A worker puts up a crystal chandelier in the sanctuary of...

A worker puts up a crystal chandelier in the sanctuary of Village Chabad, a new Chabad synagogue in East Setauket.  Credit: Newsday/John Paraskevas

An Orthodox Jewish movement that uses the motto “Judaism with a smile” is booming across Long Island.

The Chabad Lubavitch branch has opened nearly one synagogue a year on the Island since Rabbi Tuvia Teldon set up the first center 40 years ago in a rented storefront in Stony Brook.

Come Sunday, the denomination will have three dozen synagogues when Village Chabad opens in East Setauket. The 12,000-square-foot building, set on 9 acres off Nicolls Road, has an expandable sanctuary, a ballroom and a daytime Hebrew school for younger children. The cost: $4.6 million.

“We are very excited and we feel that now the work begins for us,” said Rabbi Chaim Grossbaum, who heads a team of three rabbis and their wives at the center.

Ten years in the making, Village Chabad is the offshoot of the center that Grossbaum led in Lake Grove. As more and more new members joined the center, space became tighter and tighter. Grossbaum found himself renting rooms in hotels, community centers and public schools to handle the crowds.

“The Three Village community has tremendous potential for future growth and Chabad wants to stay ahead of the game,” said Teldon, who today heads the movement in both Nassau and Suffolk counties.

Chabad has seen its greatest growth on Long Island in the past 20 years, jumping from 14 centers in 2000 to the 36 today, and from 17 rabbis to 54. The branch welcomes all Jews — Orthodox, Conservative, Reform and even the unaffiliated. 

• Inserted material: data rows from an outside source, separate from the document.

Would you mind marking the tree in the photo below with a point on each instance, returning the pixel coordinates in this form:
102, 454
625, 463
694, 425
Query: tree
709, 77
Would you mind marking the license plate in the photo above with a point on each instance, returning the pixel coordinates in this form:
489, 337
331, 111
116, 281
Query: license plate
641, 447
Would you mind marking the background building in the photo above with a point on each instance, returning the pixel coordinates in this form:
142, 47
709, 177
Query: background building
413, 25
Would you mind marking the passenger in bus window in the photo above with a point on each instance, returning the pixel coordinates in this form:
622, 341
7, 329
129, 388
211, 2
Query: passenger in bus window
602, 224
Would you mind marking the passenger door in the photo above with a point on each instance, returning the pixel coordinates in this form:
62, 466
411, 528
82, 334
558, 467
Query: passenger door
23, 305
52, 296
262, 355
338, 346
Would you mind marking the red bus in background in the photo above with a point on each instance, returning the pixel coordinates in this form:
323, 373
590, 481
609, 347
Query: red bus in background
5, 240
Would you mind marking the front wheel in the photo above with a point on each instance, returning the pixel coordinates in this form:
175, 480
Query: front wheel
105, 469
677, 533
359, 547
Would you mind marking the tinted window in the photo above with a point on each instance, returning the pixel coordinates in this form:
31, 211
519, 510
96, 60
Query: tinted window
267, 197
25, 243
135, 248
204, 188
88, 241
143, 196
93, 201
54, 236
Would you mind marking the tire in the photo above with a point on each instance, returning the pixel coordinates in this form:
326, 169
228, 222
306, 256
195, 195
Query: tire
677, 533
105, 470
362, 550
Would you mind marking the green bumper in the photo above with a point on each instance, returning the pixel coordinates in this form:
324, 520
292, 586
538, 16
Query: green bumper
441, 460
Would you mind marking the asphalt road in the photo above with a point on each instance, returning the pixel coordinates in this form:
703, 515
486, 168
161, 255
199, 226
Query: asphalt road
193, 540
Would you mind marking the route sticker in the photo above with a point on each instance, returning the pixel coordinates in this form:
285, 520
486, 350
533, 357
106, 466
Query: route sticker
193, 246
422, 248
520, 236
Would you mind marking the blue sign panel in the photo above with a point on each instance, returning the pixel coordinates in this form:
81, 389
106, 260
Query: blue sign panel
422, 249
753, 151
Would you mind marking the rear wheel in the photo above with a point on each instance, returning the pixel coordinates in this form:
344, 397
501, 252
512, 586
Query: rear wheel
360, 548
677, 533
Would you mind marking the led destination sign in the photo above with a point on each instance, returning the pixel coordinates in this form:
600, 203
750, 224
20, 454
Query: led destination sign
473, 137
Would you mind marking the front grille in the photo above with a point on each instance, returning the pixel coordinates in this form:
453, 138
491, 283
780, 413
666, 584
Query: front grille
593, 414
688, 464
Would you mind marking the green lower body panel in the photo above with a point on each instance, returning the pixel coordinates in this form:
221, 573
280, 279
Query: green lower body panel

The movement aligns itself with Hasidic Judaism, which follows a strict regimen of praying three times a day, keeping kosher and separating men and women during worship services. 

Teldon attributes the surge to younger Jews who not only like the movement's open and friendly philosophy but appreciate the free membership: They can visit any center they want without paying, including on the High Holy Days  of Yom Kippur and Rosh Hashanah. Older synagogues charge annual dues and sell tickets for the High Holy Days. 

“Chabad is based on a very different type of model,” he said. “It’s much more free-moving, it’s much more based on your immediate needs.”

Similarly, traditional synagogues are losing members, which some in the Jewish community tie to the uptick in the Chabad numbers.

But Rabbi Charles Klein, of the Merrick Jewish Centre, disagrees with the notion that annual dues are thinning the ranks of established synagogues.

Klein points to many churches that don't have annual dues and still can't fill the pews.

“By and large, organizational life in general is in trouble in America today,” he said. “This is not the age of deep commitment to organizations and institutions that really need people to be committed.”

With more than 300,000 Jews on the Island — many unaffiliated — Teldon believes Chabad is only beginning to hit its stride. As proof, the movement plans to open six more centers on Long Island in the next five years.

“We are very bullish about the future of the Jewish community,” he said.